Physik. - Antimaterie ist die Spiegelversion unserer normalen Materie. Da sich bei ihr alles genau andersherum verhält, fasziniert sie die Physiker. Allerdings läßt sie sich nur für winzige Augenblicke und mit teuren Apparaten erzeugen. An einem Beschleuniger in den USA konnten Forscher jetzt erstmals die Kerne von Antihelium erzeugen.

Von Frank Grotelüschen |
    Antiteilchen künstlich zu produzieren ist für Physiker zwar kein Kinderspiel. Aber mit großem und teurem Gerät gelingt das schon seit Jahrzehnten. Relativ einfach lassen sich Positronen herstellen, die Antiteilchen der Elektronen.
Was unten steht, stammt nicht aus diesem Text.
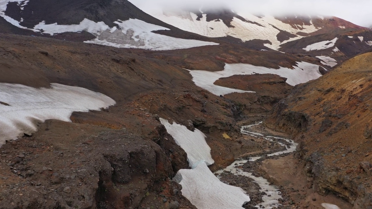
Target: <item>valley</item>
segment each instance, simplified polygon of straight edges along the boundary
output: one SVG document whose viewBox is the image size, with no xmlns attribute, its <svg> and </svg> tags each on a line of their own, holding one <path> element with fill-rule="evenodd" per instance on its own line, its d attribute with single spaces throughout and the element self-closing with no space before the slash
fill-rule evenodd
<svg viewBox="0 0 372 209">
<path fill-rule="evenodd" d="M 0 1 L 0 209 L 372 208 L 372 30 L 132 3 Z"/>
</svg>

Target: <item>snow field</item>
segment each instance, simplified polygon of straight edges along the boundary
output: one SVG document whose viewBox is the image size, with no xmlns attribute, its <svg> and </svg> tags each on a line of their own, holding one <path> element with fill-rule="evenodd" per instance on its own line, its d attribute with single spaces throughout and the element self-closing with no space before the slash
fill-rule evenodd
<svg viewBox="0 0 372 209">
<path fill-rule="evenodd" d="M 104 31 L 95 39 L 86 41 L 119 48 L 137 48 L 155 50 L 185 49 L 207 45 L 218 45 L 213 42 L 178 38 L 151 32 L 169 29 L 136 19 L 114 22 L 116 27 Z"/>
<path fill-rule="evenodd" d="M 221 182 L 208 168 L 214 163 L 205 135 L 163 118 L 160 122 L 187 154 L 191 169 L 182 169 L 173 180 L 182 186 L 182 195 L 198 209 L 235 209 L 250 201 L 241 188 Z"/>
<path fill-rule="evenodd" d="M 338 206 L 329 203 L 322 203 L 322 206 L 325 209 L 341 209 Z"/>
<path fill-rule="evenodd" d="M 275 69 L 238 63 L 227 64 L 224 70 L 222 71 L 210 72 L 203 70 L 189 70 L 189 71 L 192 76 L 192 80 L 195 85 L 218 96 L 234 92 L 255 93 L 214 84 L 216 81 L 221 78 L 230 77 L 234 75 L 252 75 L 255 73 L 275 74 L 286 78 L 287 83 L 292 86 L 306 83 L 322 75 L 319 71 L 319 65 L 305 62 L 297 62 L 297 63 L 298 66 L 294 66 L 293 69 L 283 67 Z"/>
<path fill-rule="evenodd" d="M 173 180 L 182 186 L 182 195 L 198 209 L 241 209 L 250 201 L 241 188 L 221 182 L 205 163 L 182 169 Z"/>
<path fill-rule="evenodd" d="M 283 144 L 283 143 L 276 142 L 280 145 L 286 147 L 286 150 L 284 151 L 277 152 L 276 152 L 267 155 L 269 156 L 277 155 L 285 153 L 292 152 L 296 150 L 296 148 L 298 144 L 292 140 L 280 137 L 277 137 L 276 136 L 265 136 L 263 134 L 260 133 L 256 133 L 255 132 L 245 131 L 244 130 L 245 129 L 246 129 L 246 128 L 250 128 L 261 123 L 262 123 L 262 122 L 260 122 L 259 123 L 255 124 L 242 126 L 241 128 L 240 131 L 244 134 L 249 135 L 253 137 L 263 137 L 265 139 L 270 141 L 273 141 L 272 138 L 278 138 L 283 139 L 289 142 L 291 145 L 289 148 L 288 148 L 286 147 L 285 145 Z M 251 157 L 249 160 L 249 161 L 256 161 L 261 158 L 261 156 Z M 262 177 L 256 177 L 253 175 L 251 173 L 244 171 L 242 169 L 236 167 L 237 166 L 235 165 L 235 164 L 244 164 L 244 163 L 247 163 L 247 161 L 248 160 L 237 160 L 233 163 L 231 165 L 228 166 L 222 170 L 220 170 L 216 172 L 216 173 L 220 174 L 223 173 L 224 171 L 230 171 L 235 175 L 241 175 L 252 179 L 259 185 L 260 188 L 260 192 L 264 192 L 266 193 L 266 194 L 264 195 L 262 197 L 262 199 L 264 201 L 263 202 L 261 203 L 259 205 L 262 205 L 263 206 L 265 207 L 265 208 L 267 208 L 267 209 L 271 209 L 274 206 L 277 206 L 279 204 L 279 202 L 278 201 L 278 199 L 279 198 L 282 198 L 282 196 L 280 195 L 280 192 L 278 189 L 277 189 L 274 186 L 270 185 L 269 183 L 266 179 Z M 269 195 L 270 195 L 270 196 L 269 196 Z M 256 205 L 256 207 L 257 208 L 260 208 L 259 205 Z"/>
<path fill-rule="evenodd" d="M 5 14 L 8 3 L 14 1 L 17 2 L 20 7 L 20 7 L 22 9 L 29 1 L 0 0 L 0 16 L 16 27 L 35 32 L 53 35 L 65 32 L 86 31 L 96 36 L 96 38 L 86 42 L 119 48 L 167 50 L 219 44 L 212 42 L 175 38 L 152 33 L 151 32 L 154 30 L 169 29 L 136 19 L 129 19 L 125 21 L 118 20 L 114 23 L 119 26 L 119 28 L 116 26 L 110 28 L 103 22 L 96 23 L 86 18 L 78 24 L 59 25 L 56 23 L 46 24 L 44 21 L 42 21 L 35 25 L 33 28 L 27 28 L 21 26 L 20 22 Z M 23 19 L 21 20 L 21 22 L 23 22 Z"/>
<path fill-rule="evenodd" d="M 335 38 L 331 41 L 324 41 L 310 44 L 302 49 L 307 51 L 313 50 L 320 50 L 333 47 L 339 38 Z"/>
<path fill-rule="evenodd" d="M 274 25 L 279 29 L 292 34 L 302 32 L 310 33 L 317 30 L 313 25 L 297 26 L 295 29 L 289 24 L 275 19 L 273 16 L 266 16 L 259 18 L 251 14 L 240 14 L 246 20 L 256 22 L 262 26 L 246 22 L 234 17 L 231 23 L 234 28 L 227 27 L 221 20 L 219 21 L 206 21 L 206 15 L 203 15 L 200 20 L 197 20 L 197 15 L 192 12 L 185 11 L 155 12 L 148 11 L 150 14 L 161 20 L 183 30 L 209 37 L 225 37 L 230 35 L 245 41 L 254 39 L 268 40 L 272 44 L 265 44 L 269 48 L 277 50 L 283 44 L 299 39 L 302 36 L 298 36 L 294 38 L 280 42 L 276 35 L 279 31 L 274 28 Z"/>
<path fill-rule="evenodd" d="M 0 83 L 0 144 L 37 130 L 37 122 L 71 122 L 74 112 L 100 110 L 113 105 L 110 98 L 88 89 L 52 83 L 51 89 Z"/>
<path fill-rule="evenodd" d="M 205 163 L 207 165 L 214 163 L 211 155 L 211 148 L 205 141 L 206 136 L 202 132 L 196 129 L 191 131 L 185 126 L 174 122 L 170 124 L 163 118 L 160 120 L 176 143 L 186 152 L 190 168 L 194 168 L 201 163 Z"/>
<path fill-rule="evenodd" d="M 336 60 L 327 56 L 318 56 L 315 57 L 322 60 L 320 63 L 323 65 L 333 67 L 337 64 L 337 61 Z"/>
</svg>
Sie werden beim Zerfall bestimmter radioaktiver Substanzen frei.

    "Positron hat, glaube ich, jeder schon mal gehört, zum Beispiel von der Medizin, wo Positronenscanner eingesetzt werden zur Diagnose","
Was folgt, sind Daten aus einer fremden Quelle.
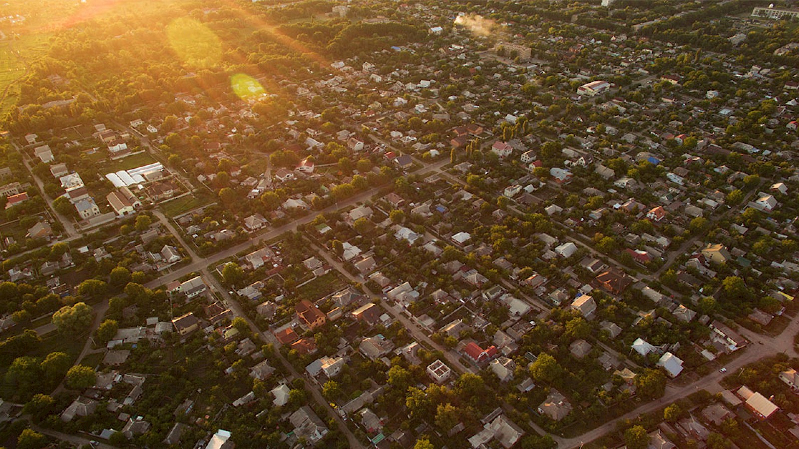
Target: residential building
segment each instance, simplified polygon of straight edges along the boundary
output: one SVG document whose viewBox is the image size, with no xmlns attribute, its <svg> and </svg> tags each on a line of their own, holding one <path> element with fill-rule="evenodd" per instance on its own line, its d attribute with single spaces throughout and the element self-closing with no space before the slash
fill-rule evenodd
<svg viewBox="0 0 799 449">
<path fill-rule="evenodd" d="M 78 215 L 84 220 L 100 215 L 100 208 L 91 197 L 84 198 L 75 203 L 75 209 L 78 210 Z"/>
<path fill-rule="evenodd" d="M 427 365 L 427 375 L 433 379 L 436 383 L 443 383 L 449 379 L 450 376 L 452 375 L 452 370 L 450 369 L 443 362 L 436 359 L 435 362 Z"/>
<path fill-rule="evenodd" d="M 610 83 L 606 81 L 594 81 L 586 83 L 577 88 L 577 94 L 584 97 L 594 97 L 608 91 Z"/>
<path fill-rule="evenodd" d="M 731 257 L 726 247 L 721 244 L 707 244 L 702 250 L 702 255 L 706 260 L 716 264 L 726 263 Z"/>
<path fill-rule="evenodd" d="M 328 427 L 307 405 L 292 413 L 288 421 L 294 427 L 294 435 L 304 439 L 312 446 L 319 443 L 328 434 Z"/>
<path fill-rule="evenodd" d="M 327 320 L 324 313 L 308 300 L 297 303 L 295 309 L 300 322 L 309 329 L 316 329 Z"/>
<path fill-rule="evenodd" d="M 566 396 L 558 390 L 552 388 L 550 390 L 549 395 L 538 408 L 539 413 L 549 416 L 553 421 L 560 421 L 571 412 L 572 407 L 571 403 L 566 400 Z"/>
<path fill-rule="evenodd" d="M 183 336 L 197 330 L 200 327 L 200 320 L 189 312 L 173 320 L 172 324 L 175 327 L 175 332 Z"/>
<path fill-rule="evenodd" d="M 593 296 L 582 295 L 571 303 L 571 309 L 579 312 L 586 318 L 591 318 L 597 309 L 597 303 Z"/>
<path fill-rule="evenodd" d="M 744 401 L 744 407 L 761 420 L 768 419 L 780 409 L 765 396 L 745 386 L 738 388 L 735 394 Z"/>
</svg>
    sagt Thorsten Kollegger, Physiker an der Universität Frankfurt. Schwieriger wird es, will man Antiprotonen erzeugen, die Antikerne von Wasserstoff, dem leichtesten aller chemischen Elemente. Dazu braucht es Teilchenbeschleuniger, wie sie am Forschungszentrum Cern in Genf stehen. Dort gelingt es mittlerweile, Antiprotonen mit Positronen zu verheiraten, um Antiwasserstoffatome zu basteln. Noch kniffeliger wird es, will man ein schwereres Element als Antiwasserstoff kreieren, und zwar Antihelium. Dazu braucht es noch aufwendigere Beschleunigerexperimente. Kollegger:

    ""In diesem Fall ein Beschleuniger am Brookhaven National Lab auf Long Island in der Nähe von New York, mit einem Umfang von circa vier Kilometern. In diesem Beschleuniger werden Goldkerne auf sehr hohe Geschwindigkeiten nahe der Lichtgeschwindigkeit beschleunigt und dann zur Kollision gebracht."
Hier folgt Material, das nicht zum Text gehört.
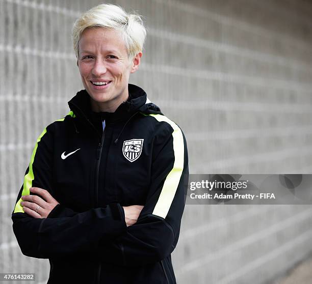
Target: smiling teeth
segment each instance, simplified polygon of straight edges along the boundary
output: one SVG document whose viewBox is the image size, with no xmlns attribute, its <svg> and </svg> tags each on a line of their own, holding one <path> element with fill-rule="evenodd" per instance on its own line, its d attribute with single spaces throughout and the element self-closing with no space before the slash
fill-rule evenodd
<svg viewBox="0 0 312 284">
<path fill-rule="evenodd" d="M 92 82 L 92 84 L 94 85 L 97 85 L 98 86 L 101 86 L 102 85 L 107 85 L 108 82 Z"/>
</svg>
    Beobachtet werden diese Kollisionen von einem Detektor namens Star, er ist groß wie ein Einfamilienhaus. Thorsten Kollegger zählt zu jenen gut 500 Physikern aus zwölf Ländern, die ihn betreiben. Bei jedem Zusammenprall von schnellen Goldkernen entstehen hunderte von neuen Teilchen, die in alle Richtungen davonstieben – ähnlich wie bei einer Feuerwerksrakete, die am Nachthimmel explodiert. Manche der davonfliegenden Teilchen bestehen aus Antimaterie. Und ganz selten ist ein Antiheliumkern dabei. Kollegger

    "In so einer Kollision entstehen im Schnitt ungefähr 500 Teilchen. Insgesamt haben wir uns eine Milliarde Kollisionen angeschaut, mit jeweils circa 500 Teilchen. Und von denen waren nur 18 Antihelium."

    Immerhin genug, um sich einer Entdeckung sicher zu sein, sagt Kollegger. Ein langes Leben war den Exoten allerdings nicht beschieden. Denn trifft ein Antiteilchen auf ein normales Teilchen, vernichten sich beide und zerstrahlen zu einem intensiven Lichtblitz – der Fachmann spricht von Annihilation. Deshalb war das Leben der Antiheliumkerne nach wenigen Millisekunden-Bruchteilen beendet, nämlich als sie gegen die Wand des Detektors stießen. Die Ergebnisse von Kollegger und seinen Leuten kommen gerade rechtzeitig für ein Forscherteam, das morgen mit der Raumfähre "Endeavour" ein spektakuläres Experiment zur Internationalen Raumstation bringen will – einen Detektor namens AMS.

    "Eine der Zielsetzungen von AMS ist, Antimaterie im All zu suchen. Im All haben Sie Vakuum. Dadurch gibt es keine Annihilationsprozesse zwischen normaler Materie und Antimaterie."

    AMS soll nach rasenden Antiteilchen aus dem All fahnden. Mit den Daten von Star lässt sich besser abschätzen, wie viele Antiheliumkerne der AMS-Detektor wahrscheinlich aufschnappen wird. Kollegger:

    "Sollte AMS eine deutlich höhere Anzahl von Antihelium messen, wäre das ein Anzeichen dafür, dass Sie im Weltall Produktionsprozesse haben, wo sie Antimaterie haben. Es gibt auch Spekulationen in Richtung Antimaterie-Galaxien."

    Eigentlich gehen die Physiker davon aus, dass die meiste Antimaterie kurz nach dem Urknall vor 14 Milliarden Jahren aus dem Weltall verschwand. Sollte es dennoch ganze Galaxien aus Antimaterie geben, wäre das eine wissenschaftliche Sensation. Im Prinzip könnte es dort sogar Planeten mit Lebewesen geben. Ein Rendezvous mit solch einem Anti-Alien wäre allerdings fatal: Wegen der Annihilation würde ein freundlicher Handschlag reichen, um eine Detonation von der Heftigkeit einer Wasserstoffbombe auszulösen.